Implementation was written collaboratively and sent serially through the mail in the form of eight roughly chronological installments, each consisting of texts on thirty stickers. The stickers were also made available online in different paper sizes, so that people could print them out on standard sheets of business-size shipping labels. Participants attached stickers to public surfaces around the world, so that whoever happened to wander by the stickers could read them. Some of these placements of stickers were photographed by participants, and the photographs were sent back to be archived on the Implementation website.
Because of the origin of this novel on sheets of stickers, and because of the way these stickers have been situated on public surfaces, Implementation consists of 240 short texts, any number of which can be read in any order. In this book, all these atomistic texts have been arranged with a cohesive narrative flow in mind. Each page includes placements of the narrative stickers on various public surfaces. It is a book to be read in photographs.
Implementation is about four main characters: Frank, Samantha, Kilroy, and Roxanne, who live in a Midwestern town.
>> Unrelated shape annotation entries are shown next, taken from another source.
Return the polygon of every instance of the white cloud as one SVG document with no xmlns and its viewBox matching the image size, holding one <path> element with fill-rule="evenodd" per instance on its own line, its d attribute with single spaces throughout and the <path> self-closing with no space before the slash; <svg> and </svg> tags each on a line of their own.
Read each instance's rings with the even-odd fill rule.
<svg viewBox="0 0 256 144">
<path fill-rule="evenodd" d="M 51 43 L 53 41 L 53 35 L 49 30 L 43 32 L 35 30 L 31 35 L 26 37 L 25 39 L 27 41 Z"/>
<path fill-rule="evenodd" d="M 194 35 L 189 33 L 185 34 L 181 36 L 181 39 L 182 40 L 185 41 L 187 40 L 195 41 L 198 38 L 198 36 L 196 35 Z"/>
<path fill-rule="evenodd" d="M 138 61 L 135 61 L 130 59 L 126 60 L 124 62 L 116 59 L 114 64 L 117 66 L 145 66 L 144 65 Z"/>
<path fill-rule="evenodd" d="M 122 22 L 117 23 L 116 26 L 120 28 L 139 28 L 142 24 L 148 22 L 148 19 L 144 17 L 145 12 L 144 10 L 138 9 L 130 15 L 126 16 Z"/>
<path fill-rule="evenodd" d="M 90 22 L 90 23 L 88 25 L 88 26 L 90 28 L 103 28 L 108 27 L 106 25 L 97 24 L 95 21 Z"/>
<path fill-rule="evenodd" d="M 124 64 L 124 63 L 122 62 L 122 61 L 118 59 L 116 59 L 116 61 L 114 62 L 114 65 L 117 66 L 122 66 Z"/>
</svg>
The action of the novel begins in September 2001 and runs through the beginning of Operation Iraqi Freedom in 2003. One of the characters, Kilroy, is a reservist who is called up and then sent to Iraq, but the other characters are affected in much more oblique ways by the attack on the World Trade Center and the changes that follow. They continue to dine at restaurants, drink at bars, work, worry about their jobs and careers, have flings and relationships, and go to celebrations and funerals. While even a bombing in town changes little on the surface of these lives, the effects of the war can be read in shifts in their gestures, longings, and language. Implementation is a novel about the peripheral, everyday, psychological toll of the war on terror.